Cette rétribution ne se mesure pas uniquement en monnaie sonnante et trébuchante. Par exemple, des programmes de responsabilité sociale d’entreprises pourraient soutenir la renaissance des traditions locales, encourager le développement des micro-entreprises liées aux connaissances traditionnelles, et promouvoir des pratiques commerciales loyales pour l’achat et l’exportation de produits et d’ingrédients médicaux traditionnels.

Mettre un terme à la domination de l’Occident

La création d’un système intégratif de connaissances va davantage pousser à la domination du monde développé, en particulier sur les bases des connaissances asiatiques. Pourquoi la médecine conventionnelle moderne est-elle si souvent considérée comme supérieure à la médecine traditionnelle?

En fait, les recherches faites par l’un de nos groupes ont montré que le concept en ayurvéda du ‘prakriti’ – qui considère l’individu comme un tout – a considérablement aidé les chercheurs biomédicaux à comprendre de nouvelles disciplines telles que la pharmacogénomique (la façon dont la constitution génétique d’un individu influe sur sa réaction à un médicament).

Le concept des connaissances traditionnelles orientant la médecine conventionnelle est de plus en plus pris en compte par les scientifiques, plutôt que les méthodes utilisées comme un outil pour prouver ou réfuter les concepts et les pratiques traditionnels.

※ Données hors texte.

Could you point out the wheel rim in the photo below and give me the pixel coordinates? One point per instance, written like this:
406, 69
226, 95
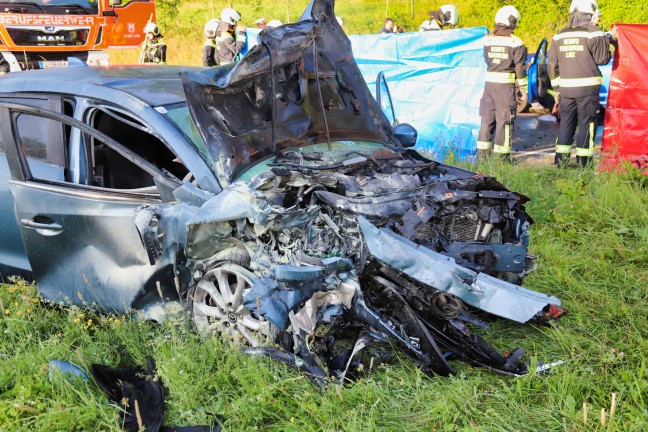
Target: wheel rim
218, 306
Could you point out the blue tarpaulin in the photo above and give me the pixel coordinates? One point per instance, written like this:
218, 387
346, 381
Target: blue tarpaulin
436, 80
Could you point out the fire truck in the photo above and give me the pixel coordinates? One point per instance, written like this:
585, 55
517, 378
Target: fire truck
38, 34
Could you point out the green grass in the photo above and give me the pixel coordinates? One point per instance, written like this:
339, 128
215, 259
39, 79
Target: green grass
591, 237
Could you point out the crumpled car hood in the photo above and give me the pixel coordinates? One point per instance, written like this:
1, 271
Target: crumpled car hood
300, 85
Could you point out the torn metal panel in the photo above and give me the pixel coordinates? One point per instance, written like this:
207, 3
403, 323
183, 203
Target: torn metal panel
442, 273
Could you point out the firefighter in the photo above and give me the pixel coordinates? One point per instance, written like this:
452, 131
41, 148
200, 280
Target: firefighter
210, 48
154, 49
505, 56
447, 15
4, 65
574, 56
230, 42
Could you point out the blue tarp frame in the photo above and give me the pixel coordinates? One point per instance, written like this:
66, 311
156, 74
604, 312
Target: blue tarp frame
436, 80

Un système intégratif de connaissances qui s’appuie sur cette appréciation pourrait considérablement améliorer la santé publique. Il pourrait même inverser le sens de circulation des connaissances dans le monde de la science moderne.

En lieu et place de la science qui exploite des ressources naturelles pour de nouveaux éléments, les connaissances traditionnelles pourraient remodeler le monde scientifique en offrant de nouveaux paradigmes et solutions qui élargiront les perspectives et offriront des solutions globales.

Bhushan Patwardhan est le directeur en titre de l’Institut d’ayurveda et de médecine intégrative (AIM) de Bangalore, en Inde.

Gérard Bodeker est professeur adjoint d’épidémiologie à l’Université de Columbia, à New York, et maître de conférences cliniques en santé publique à l’Université d’Oxford, au Royaume-Uni.

Darshan Shankar est le directeur fondateur de la Fondation pour le renouveau des traditions de santé locales (FRLHT), à Bangalore.